La sostituzione del precedente art. 15 con il nuovo comma 65 è di portata notevole e limita grandemente il novero dei conviventi tenuti all'obbligo alimentare. In primo luogo occorre osservare che dalla cessazione della convivenza non discende automaticamente il diritto all'assegno a carico del partner. Colui che versa in stato di bisogno, dunque, prima di agire nei confronti dell'ex convivente, dovrà esperire idonea azione (con esito parzialmente o totalmente negativo) nei confronti di tutti gli altri obbligati indicati nell'art. 433 c.c. secondo le regole dell'art. 441 c.c.; rilevante sarà dunque la posizione che prenderà la giurisprudenza in merito al già sollevato problema della libertà di stato; nell'ipotesi in cui si acceda alla tesi per cui persone separate ma non divorziate non possano definirsi “conviventi di fatto” ai sensi della l. n. 76/2016, l'obbligo alimentare dell'ex partner dovrà essere assolto dopo i figli, gli ascendenti, i generi e le nuore e prima di fratelli e sorelle; nell'ipotesi (invero preferibile) in cui non si ritenga la libertà di stato presupposto per acquisire la qualifica di convivente, l'obbligo alimentare dovrà essere assolto dall'ex dopo il coniuge (non divorziato), i figli, gli ascendenti , i generi e le nuore, il suocero o la suocera, ma sempre prima di fratello o sorella.

Occorre poi ricordare che, a differenza dell'obbligo alimentare “ordinario” quello a carico dell'ex convivente, è assegnato per un periodo “proporzionale” alla durata della convivenza; è presumibile che, almeno nei primi anni di applicazione della nuova normativa, si terrà conto, ai fini della durata, anche dei periodi di convivenza anteriori al 5 giugno 2016, ovverosia allorquando non era prevista alcuna specifica regolamentazione per le coppie di fatto.

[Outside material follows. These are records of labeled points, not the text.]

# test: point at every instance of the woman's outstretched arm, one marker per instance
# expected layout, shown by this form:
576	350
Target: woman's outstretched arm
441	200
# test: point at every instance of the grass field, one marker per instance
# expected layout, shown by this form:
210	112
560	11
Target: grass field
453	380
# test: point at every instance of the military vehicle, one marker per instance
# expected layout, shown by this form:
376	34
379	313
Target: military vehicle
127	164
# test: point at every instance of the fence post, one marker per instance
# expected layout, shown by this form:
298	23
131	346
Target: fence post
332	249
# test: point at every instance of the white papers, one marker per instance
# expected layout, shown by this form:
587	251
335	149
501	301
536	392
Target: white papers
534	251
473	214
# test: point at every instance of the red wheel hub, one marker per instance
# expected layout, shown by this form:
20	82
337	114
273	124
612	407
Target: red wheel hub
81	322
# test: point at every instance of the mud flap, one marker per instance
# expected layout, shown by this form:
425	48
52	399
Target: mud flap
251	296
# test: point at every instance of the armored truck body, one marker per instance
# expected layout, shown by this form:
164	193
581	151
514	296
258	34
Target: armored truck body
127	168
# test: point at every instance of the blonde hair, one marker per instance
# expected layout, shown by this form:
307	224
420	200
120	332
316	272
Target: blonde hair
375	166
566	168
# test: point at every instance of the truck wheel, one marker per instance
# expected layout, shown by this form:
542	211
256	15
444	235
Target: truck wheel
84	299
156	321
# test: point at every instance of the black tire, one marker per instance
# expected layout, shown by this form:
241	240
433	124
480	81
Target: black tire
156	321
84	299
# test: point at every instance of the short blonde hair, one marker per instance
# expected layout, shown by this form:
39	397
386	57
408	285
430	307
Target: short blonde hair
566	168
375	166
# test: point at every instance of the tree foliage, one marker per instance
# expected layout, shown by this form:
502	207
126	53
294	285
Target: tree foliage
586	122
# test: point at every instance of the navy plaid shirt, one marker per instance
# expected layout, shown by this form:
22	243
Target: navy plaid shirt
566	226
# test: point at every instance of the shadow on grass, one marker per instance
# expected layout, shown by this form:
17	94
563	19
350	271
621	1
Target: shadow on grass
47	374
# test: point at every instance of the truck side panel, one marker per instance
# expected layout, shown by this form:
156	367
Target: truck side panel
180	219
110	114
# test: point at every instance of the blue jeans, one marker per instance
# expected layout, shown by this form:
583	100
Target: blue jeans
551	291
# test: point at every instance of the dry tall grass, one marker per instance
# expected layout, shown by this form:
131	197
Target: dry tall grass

In sostanza, quello posto in capo al convivente, è un obbligo invero residuale e destinato ad essere fatto valere in un numero non elevato di casi.

Quanto ai presupposti dell'assegno alimentare, sovviene la giurisprudenza stratificatasi nel corso degli anni; gli alimenti hanno la funzione non di garantire il mantenimento del tenore di vita pregresso, bensì quello di permettere il sostentamento del beneficiario avuto riguardo alle sue esigenze basilari di vita (vitto, alloggio, salute) e alla sua condizione sociale. Il richiedente, poi dovrà provare non solo di trovarsi in “stato di bisogno” (cioè di non poter provvedere al proprio sostentamento), ma anche di non essere in grado «per circostanze allo stesso non imputabili, di reperire un'occupazione confacente alle proprie attitudini ed alle proprie condizioni sociali» (Cass. civ. Sez. I, 14 febbraio 2007, n. 3334; App. Roma, 14 marzo 2013; Cass. civ. Sez. I, 30 settembre 2010, n. 20509; Trib. Aosta, 14 marzo 2013), essendo insufficiente il deposito di un certificato rilasciato dal «Comune, dal quale risulti la sua iscrizione nell'elenco delle persone bisognose, costituendo tale elemento solo un mero indizio» (Cass. civ. sez. I, 24 febbraio 2006, n. 4204). L'assegno, infine, spetta, anche a chi sia titolare di un patrimonio immobiliare non suscettibile di produrre reddito o di essere alienato (Cass. 25248/2013; Cass. civ. 51/1981).

In conclusione

Al pari della regolamentazione sulle unioni civili, anche la disciplina delle convivenze di fatto (ivi compresa quella qui trattata dell'interruzione della convivenza) “sconta” il peccato originale di tutta la l. n. 76/2016: pur rispondendo la normativa al bisogno, sempre più urgente nella coscienza sociale, di dare diritti a chi diritti non ne aveva, risulta essere a tratti incompleta e foriera di più conflitti interpretativi. Spetterà agli operatori del diritto dirimere, nel corso del tempo, detti conflitti garantendo un'applicazione della legge più conforme possibile alle esigenze quotidiane e reali del cittadino (e, a maggior ragione, del cittadino più debole) senza sconfinare in applicazioni assistenziali o contrastanti con altri diritti di pari rango, tutelati a livello costituzionale.